The preferred way for patients to receive the medicines they need is for a prescriber to provide care for an individual patient on a one-to-one basis. Historically, a doctor (or dentist) would prescribe a medicine(s) for an individual patient. A pharmacist (or dispensing doctor) would then dispense the medicine against the prescription and supply the medicine(s) to the patient.

This traditional ‘medical model' changed in the years after publication of the final Crown report Review of prescribing, supply and administration of medicines in 1999. Legal frameworks were developed that have allowed services to be redesigned and health professionals to work more flexibly for the benefit of patients. As a result of these changes, there are now several legal options for supplying and/or administering medicines, including Patient Group Directions (PGDs).
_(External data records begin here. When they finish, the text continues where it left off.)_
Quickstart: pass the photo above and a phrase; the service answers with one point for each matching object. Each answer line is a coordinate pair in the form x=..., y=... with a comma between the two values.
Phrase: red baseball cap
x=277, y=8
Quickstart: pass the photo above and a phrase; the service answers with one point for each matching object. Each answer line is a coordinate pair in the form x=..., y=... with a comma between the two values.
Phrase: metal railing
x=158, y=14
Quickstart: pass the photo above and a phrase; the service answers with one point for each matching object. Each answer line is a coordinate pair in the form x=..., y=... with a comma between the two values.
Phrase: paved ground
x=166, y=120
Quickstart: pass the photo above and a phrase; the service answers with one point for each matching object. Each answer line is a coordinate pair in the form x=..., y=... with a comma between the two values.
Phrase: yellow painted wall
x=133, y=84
PGDs provide a legal framework that allows some registered health professionals to supply and/or administer a specified medicine(s) to a pre defined group of patients, without them having to see a doctor (or dentist). However, supplying and/or administering medicines under PGDs should be reserved for situations in which this offers an advantage for patient care, without compromising patient safety.

Legislation establishing PGDs was introduced in 2000 and the Health Service Circular (HSC 2000/026) provided additional guidance. The current legislation for PGDs is included in The Human Medicines Regulations 2012.

This guideline is written in the context of the NHS in England, including independent organisations or contractors who are commissioned to provide NHS services. It may also be applicable to individual people and organisations delivering non-NHS healthcare services, and to some of the devolved administrations.

Changes to this guideline

From February 2014, good practice guidance became known as medicines practice guidelines. This is to bring the guideline naming in line with other NICE products. This is purely a name change - the guideline recommendations and everything else remains the same.